Mountain Building begins with a brief examination of the processes of crustal uplifting, including the concepts of isostasy and isostatic adjustment and rock deformation. The various types of folds (anticlines, synclines, domes, and basins) and faults (both dip-slip and strike-slip) are investigated. Following an overview of the structural characteristics of the four main mountain types, the chapter concludes with an extensive presentation of mountain building and its association with plate boundaries.
Learning Objectives
After reading, studying, and discussing this chapter, you should be able to:
•Describe the process of isostasy and the role of isostatic adjustment during crustal uplifting.
•Explain the difference between elastic and plastic rock deformation.
•List the major types of folds and faults and describe how they form.
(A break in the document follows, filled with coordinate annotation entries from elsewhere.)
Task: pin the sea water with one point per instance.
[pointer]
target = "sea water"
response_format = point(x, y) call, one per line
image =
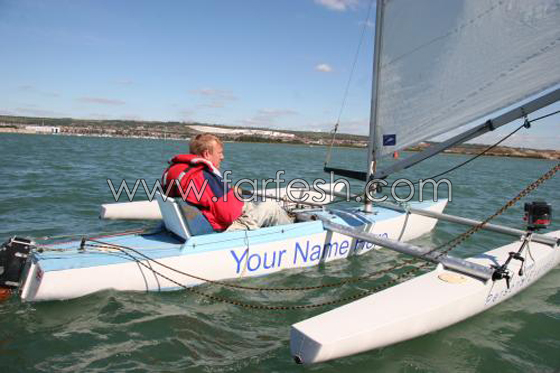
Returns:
point(53, 185)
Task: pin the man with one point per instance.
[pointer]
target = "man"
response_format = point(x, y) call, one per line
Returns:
point(202, 185)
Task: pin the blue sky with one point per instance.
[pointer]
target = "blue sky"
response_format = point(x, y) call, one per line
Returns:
point(280, 64)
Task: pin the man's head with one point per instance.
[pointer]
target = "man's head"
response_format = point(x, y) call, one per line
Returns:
point(208, 147)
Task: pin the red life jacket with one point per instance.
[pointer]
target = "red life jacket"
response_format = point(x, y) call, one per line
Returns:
point(180, 169)
point(212, 196)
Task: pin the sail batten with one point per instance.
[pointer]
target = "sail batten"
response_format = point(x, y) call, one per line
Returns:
point(447, 63)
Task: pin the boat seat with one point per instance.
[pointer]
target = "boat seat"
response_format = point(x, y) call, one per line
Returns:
point(182, 218)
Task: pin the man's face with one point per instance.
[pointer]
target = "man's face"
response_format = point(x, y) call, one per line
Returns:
point(216, 156)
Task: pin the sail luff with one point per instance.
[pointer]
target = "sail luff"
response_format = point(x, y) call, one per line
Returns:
point(450, 63)
point(373, 130)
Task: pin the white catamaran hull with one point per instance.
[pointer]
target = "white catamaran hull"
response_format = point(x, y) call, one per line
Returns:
point(69, 273)
point(416, 307)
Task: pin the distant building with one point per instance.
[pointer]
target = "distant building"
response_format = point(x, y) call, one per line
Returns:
point(43, 129)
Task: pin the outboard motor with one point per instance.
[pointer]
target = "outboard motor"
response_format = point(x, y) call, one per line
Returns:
point(13, 257)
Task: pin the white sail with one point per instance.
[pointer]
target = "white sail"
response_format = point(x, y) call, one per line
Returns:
point(447, 63)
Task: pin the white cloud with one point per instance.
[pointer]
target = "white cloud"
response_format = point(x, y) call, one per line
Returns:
point(214, 93)
point(338, 5)
point(323, 67)
point(266, 117)
point(33, 111)
point(125, 82)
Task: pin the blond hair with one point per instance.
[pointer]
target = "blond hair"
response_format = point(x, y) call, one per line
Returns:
point(204, 142)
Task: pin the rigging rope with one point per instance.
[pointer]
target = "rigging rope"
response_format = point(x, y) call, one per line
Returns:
point(526, 124)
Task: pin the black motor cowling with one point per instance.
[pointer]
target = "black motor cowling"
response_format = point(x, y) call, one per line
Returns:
point(13, 257)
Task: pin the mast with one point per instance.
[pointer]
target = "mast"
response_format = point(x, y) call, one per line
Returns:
point(373, 131)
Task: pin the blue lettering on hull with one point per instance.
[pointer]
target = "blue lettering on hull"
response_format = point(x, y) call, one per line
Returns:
point(303, 253)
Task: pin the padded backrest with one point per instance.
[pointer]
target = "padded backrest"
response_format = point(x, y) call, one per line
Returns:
point(196, 222)
point(181, 218)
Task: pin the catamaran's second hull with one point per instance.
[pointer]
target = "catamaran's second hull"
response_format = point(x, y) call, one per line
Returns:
point(416, 307)
point(64, 271)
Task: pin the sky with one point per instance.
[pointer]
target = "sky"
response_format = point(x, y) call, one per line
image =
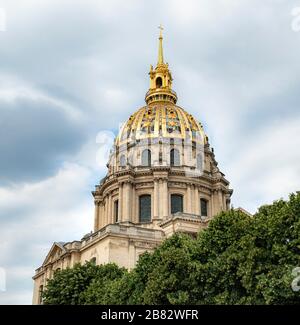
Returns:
point(73, 71)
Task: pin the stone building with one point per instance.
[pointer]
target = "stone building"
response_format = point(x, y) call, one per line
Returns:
point(162, 178)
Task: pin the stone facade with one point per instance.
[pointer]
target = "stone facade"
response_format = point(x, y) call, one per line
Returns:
point(163, 155)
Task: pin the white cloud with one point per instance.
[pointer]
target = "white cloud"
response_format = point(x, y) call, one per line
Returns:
point(265, 166)
point(14, 89)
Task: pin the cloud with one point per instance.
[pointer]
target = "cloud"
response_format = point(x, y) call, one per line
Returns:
point(33, 216)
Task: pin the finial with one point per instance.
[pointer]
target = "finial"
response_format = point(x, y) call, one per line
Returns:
point(161, 29)
point(160, 48)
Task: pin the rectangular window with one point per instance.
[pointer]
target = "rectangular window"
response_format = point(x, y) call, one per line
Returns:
point(116, 211)
point(145, 208)
point(176, 203)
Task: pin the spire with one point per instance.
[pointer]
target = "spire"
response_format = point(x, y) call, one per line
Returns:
point(160, 79)
point(160, 47)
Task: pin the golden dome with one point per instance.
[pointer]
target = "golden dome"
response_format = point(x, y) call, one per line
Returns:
point(161, 120)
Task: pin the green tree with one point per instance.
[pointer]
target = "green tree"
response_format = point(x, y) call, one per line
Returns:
point(67, 287)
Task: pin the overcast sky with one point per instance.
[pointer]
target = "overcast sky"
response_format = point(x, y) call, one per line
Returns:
point(71, 69)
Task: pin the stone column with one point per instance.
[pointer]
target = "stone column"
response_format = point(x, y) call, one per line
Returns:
point(156, 214)
point(96, 217)
point(120, 207)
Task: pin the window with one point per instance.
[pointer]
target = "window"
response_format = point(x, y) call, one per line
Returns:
point(146, 157)
point(174, 157)
point(203, 206)
point(145, 208)
point(116, 210)
point(158, 82)
point(199, 162)
point(176, 203)
point(41, 288)
point(122, 161)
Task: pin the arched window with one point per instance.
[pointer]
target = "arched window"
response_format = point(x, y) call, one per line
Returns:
point(199, 162)
point(116, 210)
point(146, 157)
point(158, 82)
point(203, 207)
point(174, 157)
point(122, 161)
point(176, 203)
point(145, 208)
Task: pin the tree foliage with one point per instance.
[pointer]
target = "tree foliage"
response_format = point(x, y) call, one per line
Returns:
point(238, 259)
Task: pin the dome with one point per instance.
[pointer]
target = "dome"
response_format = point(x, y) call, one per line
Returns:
point(161, 119)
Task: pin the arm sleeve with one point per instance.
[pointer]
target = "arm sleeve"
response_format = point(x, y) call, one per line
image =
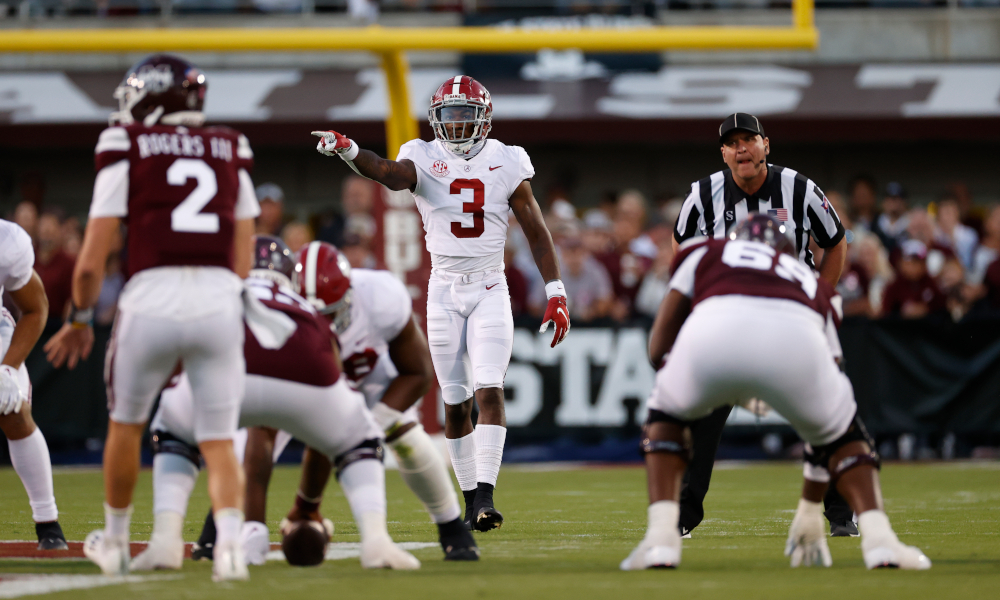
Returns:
point(111, 191)
point(690, 221)
point(824, 224)
point(18, 258)
point(408, 151)
point(683, 278)
point(247, 206)
point(525, 170)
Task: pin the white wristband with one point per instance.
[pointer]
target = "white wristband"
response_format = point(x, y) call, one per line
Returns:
point(351, 153)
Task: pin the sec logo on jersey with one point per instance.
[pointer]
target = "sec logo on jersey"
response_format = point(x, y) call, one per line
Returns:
point(439, 168)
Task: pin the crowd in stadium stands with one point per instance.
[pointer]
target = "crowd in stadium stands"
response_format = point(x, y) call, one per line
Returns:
point(904, 261)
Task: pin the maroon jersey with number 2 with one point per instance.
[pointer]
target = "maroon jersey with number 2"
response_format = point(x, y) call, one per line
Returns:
point(180, 191)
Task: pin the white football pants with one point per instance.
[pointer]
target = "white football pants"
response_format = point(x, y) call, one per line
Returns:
point(782, 357)
point(470, 330)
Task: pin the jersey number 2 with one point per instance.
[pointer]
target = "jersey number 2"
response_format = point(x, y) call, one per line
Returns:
point(187, 217)
point(475, 208)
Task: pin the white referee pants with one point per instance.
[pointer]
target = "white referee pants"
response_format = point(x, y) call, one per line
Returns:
point(331, 420)
point(470, 330)
point(732, 348)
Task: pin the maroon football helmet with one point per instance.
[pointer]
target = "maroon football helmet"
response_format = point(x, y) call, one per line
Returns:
point(273, 260)
point(461, 114)
point(323, 277)
point(758, 227)
point(161, 89)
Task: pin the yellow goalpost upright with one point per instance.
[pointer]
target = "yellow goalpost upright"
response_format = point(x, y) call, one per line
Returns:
point(392, 44)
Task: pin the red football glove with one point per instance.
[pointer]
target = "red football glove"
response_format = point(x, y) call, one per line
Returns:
point(335, 144)
point(557, 313)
•Describe the four main mountain types and give examples of each.
•Describe the relation between mountain building and plate tectonics.
Chapter Summary
•The name for the processes that collectively produce a mountain system is orogenesis. Earths less dense crust is believed to float on top of the denser rocks in the mantle, much like wooden blocks floating in water. This concept of a floating crust in gravitational balance is called isostasy. As erosion lowers the peaks of mountains, isostatic adjustment gradually raises the mountains in response.
•Rocks that are subjected to stresses greater than their own strength begin to deform, usually by folding or fracturing. During elastic deformation, a rock behaves like a rubber band and will return to nearly its original size and shape when the stress is removed. Once the elastic limit is surpassed, rocks either deform plastically or fracture. Plastic deformation results in permanent changes in the size and shape of a rock through folding and flowing.
•The most basic geologic structures associated with rock deformation are folds (flat—lying sedimentary and volcanic rocks bent into a series of wavelike undulations) and faults. The two most common types of folds are anticlines, formed by the upfolding, or arching, of rock layers, and synclines, which are downfolds, or troughs. Most folds are the result of horizontal compressional stresses. Folds may be symmetrical, asymmetrical, or, if one limb has been tilted beyond the vertical, overturned. Domes (upwarped structures) and basins (downwarped structures) are circular or somewhat elongated folds formed from vertical displacements of rocks.
•Faults are fractures in the crust along which appreciable displacement has occurred. Faults in which the movement is primarily vertical are called dip-slip faults. Dip-slip faults include both normal and reverse faults. Low angle reverse faults are also called thrust faults. In strike-slip faults, horizontal movement causes displacement along the trend, or strike, of the fault. Normal faults indicate tensional stresses that pull the crust apart. Along the spreading centers of plates, divergence can cause a central block called a graben, bounded by normal faults, to drop as the plates separate. Reverse and thrust faulting indicate that compressional forces are at work. A joint is a fracture along which no appreciable displacement has occurred.
•Mountains can be classified according to their structural characteristics. The four main mountain types are 1) fault block mountains (e.g., Basin and Range Province and Sierra Nevada of California), associated with tensional stresses and at least on one side by normal faults, 2) folded mountains (e.g., Alps, Urals, Himalayas, Appalachians), the most complex which form most of the major mountain belts, 3) upwarped mountains (e.g., Black Hills, Adirondack Mountains), caused by broad arching, and 4) volcanic mountains. Some regions, such as plateaus deeply dissected by erosion, exhibit mountainous topography without appreciable crustal deformation.
•Major mountain systems form along convergent plate boundaries. Andean-type mountain building along continental margins involves the convergence of an oceanic plate and a plate whose leading edge contains continental crust. At some point in the formation of Andean-type mountains a subduction zone forms along with a volcanic arc. Sediment from the land as well as that scraped from the subducting plate becomes plastered against the landward side of the trench, forming what is called an accretionary wedge. The best example of an Andean-type mountain belt is found in the western United States, including the Sierra Nevada and the Coast Ranges in California. Continental collisions, in which both plates may he carrying continental crust, have resulted in the formation of the Himalaya Mountains and Tibetan Highlands. Recent investigations indicate that accretion, a third mechanism of orogenesis, takes place where smaller crustal fragments collide and merge with continental margins along some plate boundaries. Many of the mountainous regions rimming the Pacific have formed in this manner. The accreted crustal blocks are referred to as terranes.